Insight for Decision Makers: Truth, Wisdom, and the Myth of Permanence
- Mickey Woo

- Dec 5, 2025
- 2 min read
Most people judge a decision by whether it lasted. A business that survives ten years must have been “right.” A career path that stayed stable must have been “correct.” But permanence is only the world’s verdict on how well a decision fit its environment over time — not whether it was sound at the moment it was made.
If we want better lives and better businesses, we must put truth and wisdom back in the correct order.
1. Truth Comes First
Every decision rests on the truth available at the time — our knowledge, constraints, resources, timing, and emotional state. Perfect clarity is impossible. If we knew the truth 100%, every business would be a guaranteed win.
But we can still get close by understanding two fundamentals:
Ourselves — our real capabilities, limits, patterns, energy.
The environment — market conditions, timing, constraints, risks.
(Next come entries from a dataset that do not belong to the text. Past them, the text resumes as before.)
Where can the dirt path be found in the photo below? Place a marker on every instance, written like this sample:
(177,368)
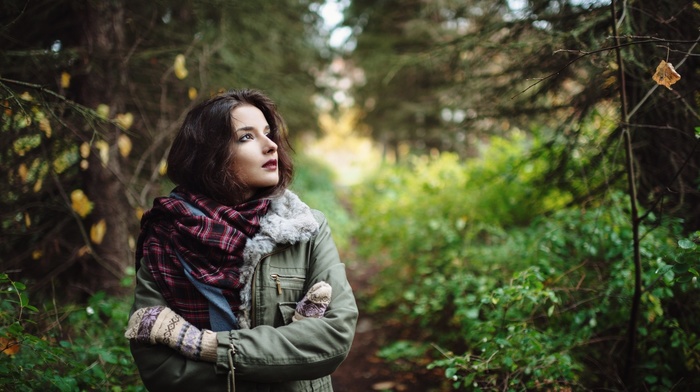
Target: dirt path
(363,370)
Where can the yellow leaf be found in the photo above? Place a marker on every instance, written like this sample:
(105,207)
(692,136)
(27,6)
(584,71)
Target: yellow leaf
(22,171)
(666,75)
(125,120)
(179,66)
(45,126)
(103,110)
(124,144)
(163,167)
(84,250)
(103,149)
(65,79)
(192,93)
(9,347)
(80,203)
(97,231)
(84,150)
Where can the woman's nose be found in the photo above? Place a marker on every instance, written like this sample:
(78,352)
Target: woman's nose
(270,147)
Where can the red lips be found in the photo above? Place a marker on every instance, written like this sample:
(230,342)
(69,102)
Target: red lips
(271,164)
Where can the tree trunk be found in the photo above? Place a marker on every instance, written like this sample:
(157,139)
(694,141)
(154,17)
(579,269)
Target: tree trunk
(105,82)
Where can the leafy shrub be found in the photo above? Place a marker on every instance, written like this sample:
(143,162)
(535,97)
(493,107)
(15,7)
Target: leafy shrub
(69,349)
(518,297)
(314,183)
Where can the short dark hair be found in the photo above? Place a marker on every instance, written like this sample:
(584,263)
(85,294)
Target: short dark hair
(200,158)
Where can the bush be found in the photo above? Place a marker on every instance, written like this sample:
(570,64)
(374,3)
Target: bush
(518,297)
(69,349)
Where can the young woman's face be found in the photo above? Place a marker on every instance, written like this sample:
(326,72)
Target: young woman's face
(255,155)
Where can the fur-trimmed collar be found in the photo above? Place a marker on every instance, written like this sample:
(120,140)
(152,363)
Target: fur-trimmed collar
(287,221)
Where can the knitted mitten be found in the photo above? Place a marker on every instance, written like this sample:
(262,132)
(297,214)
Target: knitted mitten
(315,302)
(159,324)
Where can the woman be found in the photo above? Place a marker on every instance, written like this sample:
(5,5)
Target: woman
(223,262)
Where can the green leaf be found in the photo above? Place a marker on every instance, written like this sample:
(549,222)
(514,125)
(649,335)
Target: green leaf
(686,244)
(23,300)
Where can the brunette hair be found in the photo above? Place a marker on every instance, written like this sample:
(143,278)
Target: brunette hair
(201,156)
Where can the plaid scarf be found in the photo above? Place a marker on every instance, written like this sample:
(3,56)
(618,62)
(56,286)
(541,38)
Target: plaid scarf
(211,244)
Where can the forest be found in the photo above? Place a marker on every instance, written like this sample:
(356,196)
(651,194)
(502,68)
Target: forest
(514,183)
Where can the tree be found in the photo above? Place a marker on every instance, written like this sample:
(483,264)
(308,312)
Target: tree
(93,93)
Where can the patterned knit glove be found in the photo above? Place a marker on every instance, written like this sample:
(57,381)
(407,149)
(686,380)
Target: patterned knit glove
(315,302)
(159,324)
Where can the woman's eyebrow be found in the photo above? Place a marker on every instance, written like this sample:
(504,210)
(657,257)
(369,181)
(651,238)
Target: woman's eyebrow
(250,128)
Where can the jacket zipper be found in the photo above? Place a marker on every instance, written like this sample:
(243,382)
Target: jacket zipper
(252,286)
(278,280)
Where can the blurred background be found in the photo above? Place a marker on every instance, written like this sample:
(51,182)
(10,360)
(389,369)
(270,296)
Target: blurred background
(513,184)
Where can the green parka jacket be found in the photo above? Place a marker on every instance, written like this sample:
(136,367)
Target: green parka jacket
(292,251)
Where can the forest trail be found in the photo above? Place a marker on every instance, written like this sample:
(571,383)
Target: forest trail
(363,370)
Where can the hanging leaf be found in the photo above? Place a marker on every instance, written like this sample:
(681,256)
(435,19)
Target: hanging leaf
(125,120)
(103,149)
(666,75)
(84,150)
(80,203)
(124,145)
(9,347)
(179,67)
(22,171)
(65,79)
(45,127)
(163,167)
(103,111)
(97,231)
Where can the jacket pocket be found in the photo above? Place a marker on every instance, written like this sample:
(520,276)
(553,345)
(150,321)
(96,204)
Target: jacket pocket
(287,311)
(285,282)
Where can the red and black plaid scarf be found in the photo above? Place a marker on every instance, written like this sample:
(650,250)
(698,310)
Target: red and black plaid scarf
(211,244)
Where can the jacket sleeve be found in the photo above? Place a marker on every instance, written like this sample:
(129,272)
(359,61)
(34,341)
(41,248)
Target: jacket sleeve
(162,368)
(310,348)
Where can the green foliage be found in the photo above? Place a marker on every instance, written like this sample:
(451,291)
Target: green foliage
(68,349)
(314,183)
(518,291)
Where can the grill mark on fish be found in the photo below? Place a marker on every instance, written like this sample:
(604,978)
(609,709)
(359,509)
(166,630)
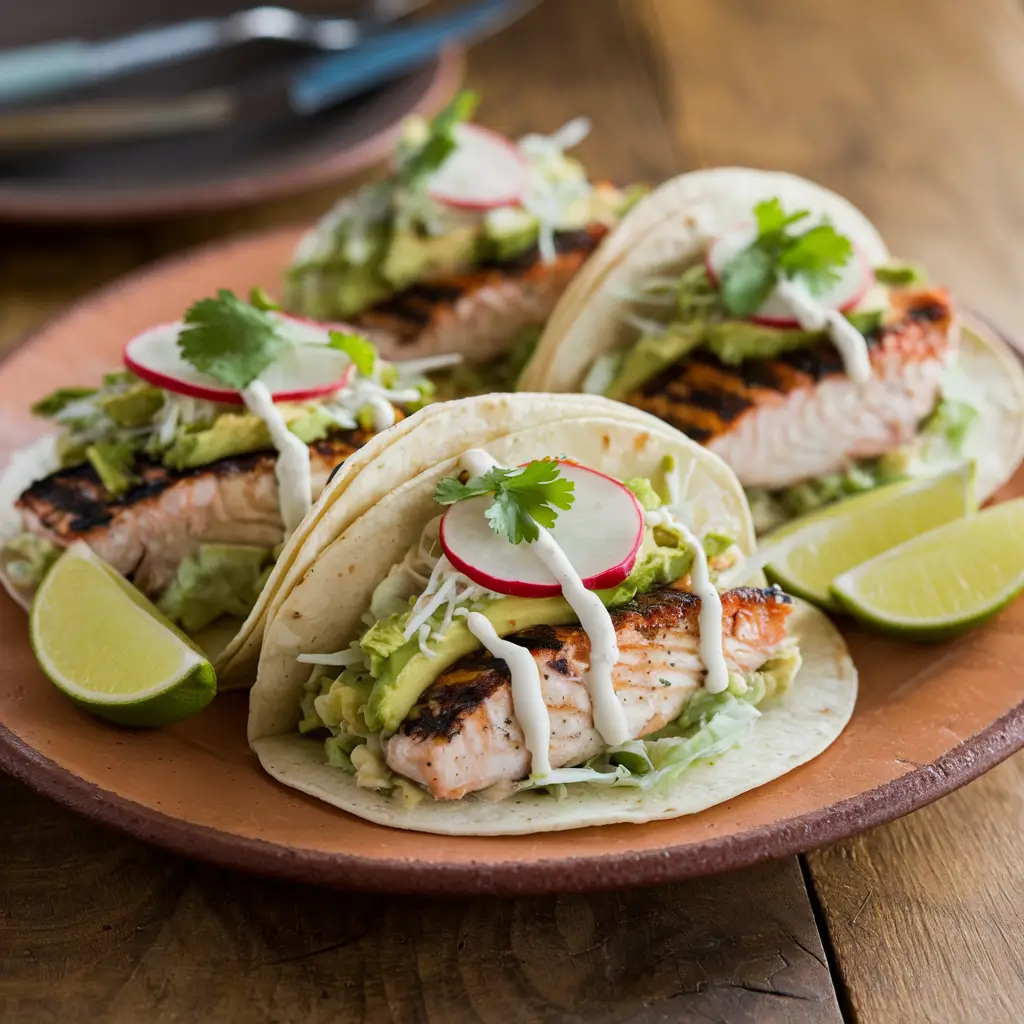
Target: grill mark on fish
(711,400)
(479,311)
(463,735)
(461,689)
(147,531)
As we grow older, our judgment of truth usually improves. Parents have more common sense than children not because they’re smarter, but because they’ve lived more cycles and recognise patterns faster. With maturity, we avoid many bad decisions simply because we see reality more clearly.
2. Wisdom Comes Next
Wisdom is the capacity to act appropriately inside the truth of the moment — without importing hindsight from our future selves.
A decision is only wise if it fits:
the information we had
the constraints we faced
the person we were
the environment that existed
Age does not guarantee wisdom. Ten years from now, you may be wiser — but you also know things today that your younger self simply could not. To judge past decisions with today’s vantage point is unfair and unhelpful.
Wisdom is optional. It grows only when we choose to learn, reflect, and update our internal models.
3. Permanence Comes Last
What survives tells us something, but not everything.
A long-lasting business may signal strong fundamentals — or it may simply have enjoyed a favourable environment. And a business that dies may have been a perfectly sound decision when it was started.
Permanence reveals environmental fit, not moment-based correctness.
The truth changes with time. Market dynamics shift, customer values drift, and our own capabilities evolve. What was true a decade ago may not be true today. That’s why businesses fail when founders stop checking fundamentals. The world moves; they don’t.
To sustain anything over time — a business, a career, a relationship — we must continually refresh two elements:
1. Updated truth: market fundamentals, personal limits, real constraints.
2. Upgraded wisdom: the ability to interpret those truths with maturity.
Older does not automatically mean wiser. And long-lasting does not automatically mean correct.
The Principle
True longevity comes from repeatedly returning to the truth and choosing to become wiser because of it.